Voilà, c’est confirmé : les Français continuent d’être des cancres en anglais. C’est ce que révèle une récente étude qui nous inflige un bonnet d’âne dans la pratique de la langue de Shakespeare. Est-ce grave ? Eh bien oui, car les auteurs nous révèlent des corrélations redoutables : les pays qui maîtrisent l’anglais affichent une meilleure qualité de vie. Et accessoirement consacrent beaucoup d’argent à la recherche et au développement, donc innovent et exportent davantage. Bien sûr, vous connaissez des contre-exemples : les Bretons sont les seuls au monde à parler le brezhoneg, ce qui ne les empêche pas de peser d’un poids significatif dans les exportations agroalimentaires ; les Aquitains exportent mieux le bordeaux que la langue gasconne, mais il faut reconnaître qu’ils ont pour ancêtres les Plantagenêts, des hybrides franco-anglais. Ils sont donc génétiquement équipés du fluent english. Ainsi donc, toute population qui néglige la langue dominante s’exposerait tôt ou tard au sous-développement. Vous êtes prévenu. Autant dire que notre situation va devenir critique quand le chinois deviendra la langue des affaires : apprendre le mandarin, c’est autrement plus coton que de cuire un nid d’hirondelles.

Mais l’étude en cause ignore délibérément les pays dont l’anglais est la langue maternelle. C’est dommage. Car il apparaitrait alors qu’en Angleterre ou aux Etats-Unis, les autochtones sont nombreux à parler l’idiome national comme une vache espagnole.
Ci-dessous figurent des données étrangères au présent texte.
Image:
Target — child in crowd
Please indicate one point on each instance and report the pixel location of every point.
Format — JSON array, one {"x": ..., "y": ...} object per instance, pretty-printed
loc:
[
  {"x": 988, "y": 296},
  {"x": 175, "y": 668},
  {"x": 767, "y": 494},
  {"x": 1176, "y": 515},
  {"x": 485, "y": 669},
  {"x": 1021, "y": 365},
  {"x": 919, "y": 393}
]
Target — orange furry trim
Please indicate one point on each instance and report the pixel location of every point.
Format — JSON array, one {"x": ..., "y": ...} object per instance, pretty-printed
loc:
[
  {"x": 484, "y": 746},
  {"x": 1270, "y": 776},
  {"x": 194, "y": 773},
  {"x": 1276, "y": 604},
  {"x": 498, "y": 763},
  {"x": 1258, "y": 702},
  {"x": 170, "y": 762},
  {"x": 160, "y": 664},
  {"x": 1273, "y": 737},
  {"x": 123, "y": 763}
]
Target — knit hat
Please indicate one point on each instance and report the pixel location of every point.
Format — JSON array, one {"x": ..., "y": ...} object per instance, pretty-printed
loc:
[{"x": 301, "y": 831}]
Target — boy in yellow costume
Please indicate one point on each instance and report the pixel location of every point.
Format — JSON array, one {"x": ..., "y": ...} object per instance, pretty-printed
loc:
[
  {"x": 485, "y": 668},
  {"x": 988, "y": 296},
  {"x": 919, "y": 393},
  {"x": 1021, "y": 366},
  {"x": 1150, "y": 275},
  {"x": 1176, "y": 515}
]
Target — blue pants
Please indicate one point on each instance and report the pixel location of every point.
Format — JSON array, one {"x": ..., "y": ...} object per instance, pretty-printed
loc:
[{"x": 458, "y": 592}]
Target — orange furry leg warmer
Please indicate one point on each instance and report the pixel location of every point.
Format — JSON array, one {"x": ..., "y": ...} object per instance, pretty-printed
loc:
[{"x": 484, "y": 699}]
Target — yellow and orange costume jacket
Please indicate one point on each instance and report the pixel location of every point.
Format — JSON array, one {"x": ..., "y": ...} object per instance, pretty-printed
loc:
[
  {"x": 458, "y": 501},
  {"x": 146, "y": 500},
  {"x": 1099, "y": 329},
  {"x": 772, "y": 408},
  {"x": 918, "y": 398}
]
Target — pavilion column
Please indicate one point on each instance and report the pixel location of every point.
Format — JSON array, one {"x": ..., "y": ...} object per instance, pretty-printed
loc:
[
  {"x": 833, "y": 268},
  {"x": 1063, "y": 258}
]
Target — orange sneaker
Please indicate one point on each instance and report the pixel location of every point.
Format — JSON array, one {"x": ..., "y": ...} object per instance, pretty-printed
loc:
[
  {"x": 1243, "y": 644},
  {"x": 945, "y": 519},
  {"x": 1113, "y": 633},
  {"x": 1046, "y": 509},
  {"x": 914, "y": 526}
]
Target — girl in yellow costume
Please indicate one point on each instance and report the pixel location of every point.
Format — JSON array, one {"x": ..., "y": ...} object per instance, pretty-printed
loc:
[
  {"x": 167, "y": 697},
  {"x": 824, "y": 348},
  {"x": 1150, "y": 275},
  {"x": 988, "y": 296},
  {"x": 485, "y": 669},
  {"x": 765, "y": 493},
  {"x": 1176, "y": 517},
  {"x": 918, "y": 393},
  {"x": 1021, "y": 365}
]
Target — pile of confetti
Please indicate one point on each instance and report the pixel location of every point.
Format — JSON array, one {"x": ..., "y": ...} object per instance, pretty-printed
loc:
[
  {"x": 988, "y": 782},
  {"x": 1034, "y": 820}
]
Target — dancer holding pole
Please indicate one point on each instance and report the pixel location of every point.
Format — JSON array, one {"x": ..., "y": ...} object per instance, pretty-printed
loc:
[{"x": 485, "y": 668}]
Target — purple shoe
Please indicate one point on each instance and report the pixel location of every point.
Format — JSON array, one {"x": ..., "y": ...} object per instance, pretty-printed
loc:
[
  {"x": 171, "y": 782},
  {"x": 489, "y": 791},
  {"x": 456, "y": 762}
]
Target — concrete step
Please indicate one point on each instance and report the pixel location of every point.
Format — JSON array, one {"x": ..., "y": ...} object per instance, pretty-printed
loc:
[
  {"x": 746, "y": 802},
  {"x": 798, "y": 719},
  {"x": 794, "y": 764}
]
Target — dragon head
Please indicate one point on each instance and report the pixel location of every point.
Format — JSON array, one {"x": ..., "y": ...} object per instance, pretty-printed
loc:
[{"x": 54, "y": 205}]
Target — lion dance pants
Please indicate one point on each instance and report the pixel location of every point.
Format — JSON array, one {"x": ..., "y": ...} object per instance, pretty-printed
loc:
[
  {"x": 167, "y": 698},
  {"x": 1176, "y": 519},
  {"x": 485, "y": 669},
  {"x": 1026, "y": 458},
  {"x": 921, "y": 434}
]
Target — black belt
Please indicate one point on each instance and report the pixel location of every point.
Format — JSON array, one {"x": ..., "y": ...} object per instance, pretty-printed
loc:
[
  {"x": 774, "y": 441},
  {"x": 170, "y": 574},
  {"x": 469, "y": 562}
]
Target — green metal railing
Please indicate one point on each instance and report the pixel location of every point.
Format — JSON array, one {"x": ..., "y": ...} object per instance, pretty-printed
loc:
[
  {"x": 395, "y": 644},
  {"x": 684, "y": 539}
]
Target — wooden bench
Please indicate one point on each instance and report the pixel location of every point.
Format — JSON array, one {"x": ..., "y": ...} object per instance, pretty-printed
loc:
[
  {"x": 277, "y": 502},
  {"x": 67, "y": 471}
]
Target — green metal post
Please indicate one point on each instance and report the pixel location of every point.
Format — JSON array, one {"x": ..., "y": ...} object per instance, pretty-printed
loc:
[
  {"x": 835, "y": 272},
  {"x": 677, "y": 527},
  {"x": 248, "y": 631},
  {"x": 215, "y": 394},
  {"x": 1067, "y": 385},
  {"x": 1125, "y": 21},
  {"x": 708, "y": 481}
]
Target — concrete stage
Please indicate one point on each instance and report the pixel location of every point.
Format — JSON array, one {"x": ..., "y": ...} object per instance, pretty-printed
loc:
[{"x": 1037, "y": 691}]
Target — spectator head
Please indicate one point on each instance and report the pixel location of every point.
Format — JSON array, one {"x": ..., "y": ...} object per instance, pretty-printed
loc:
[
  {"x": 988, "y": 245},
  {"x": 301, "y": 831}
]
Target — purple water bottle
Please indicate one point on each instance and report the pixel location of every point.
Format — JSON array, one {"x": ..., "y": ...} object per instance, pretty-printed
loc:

Nous autres Français sommes toutefois mal placés pour pointer du doigt une telle dérive : nos mouflets tutoient massivement l’analphabétisme au terme de leurs études secondaires, sans que ce soit un handicap pour affronter des études supérieures. Il en résulte la généralisation d’un pathos mal équarri qui inonde les grands médias, et une tendance affirmée des autorités à s’exprimer comme des palefreniers. Car dans une société qui place le commerce au sommet de ses ambitions métaphysiques, il suffit de se faire comprendre de tout un chacun pour parvenir à l’accomplissement. La syntaxe et l’orthographe sont ainsi des finasseries byzantines qui compliquent l’échange marchand plus qu’ils ne le favorisent ; mieux vaut disposer d’un vocabulaire de deux cents mots d’origines diverses, ou baragouiner un basic english appris de préférence en Inde ou en Arabie (tout le monde le comprend, sauf les Anglais). L’idéal devient le charabia du dolcinien bossu du Nom de la Rose d’Umberto Eco, qui « parle toutes les langues sans en parler aucune ». Ce qui ne le sauve pas de la rhétorique sophistiquée de l’Inquisition, soit dit en passant. Pour favoriser la recherche et l’innovation, sans doute les Etats seraient-ils bien inspirés de soigner, en priorité, l’apprentissage de leur propre langue aux jeunes générations. Car il n’existe pas de raisonnement intelligent que son auteur ne sache exprimer.

La recette du jour

Brouet de langues

Vous tenez à préparer au mieux votre progéniture à la société qui se profile. Inscrivez-le dans une public school anglaise pour qu’il apprenne l’idiome dominant et la discipline carcérale ; dotez-le d’une nounou espagnole, d’un palefrenier arabe, d’un cuisinier chinois et d’un précepteur russe. S’il se révèle nul en français, offrez-lui un étal sur le marché de Barbès.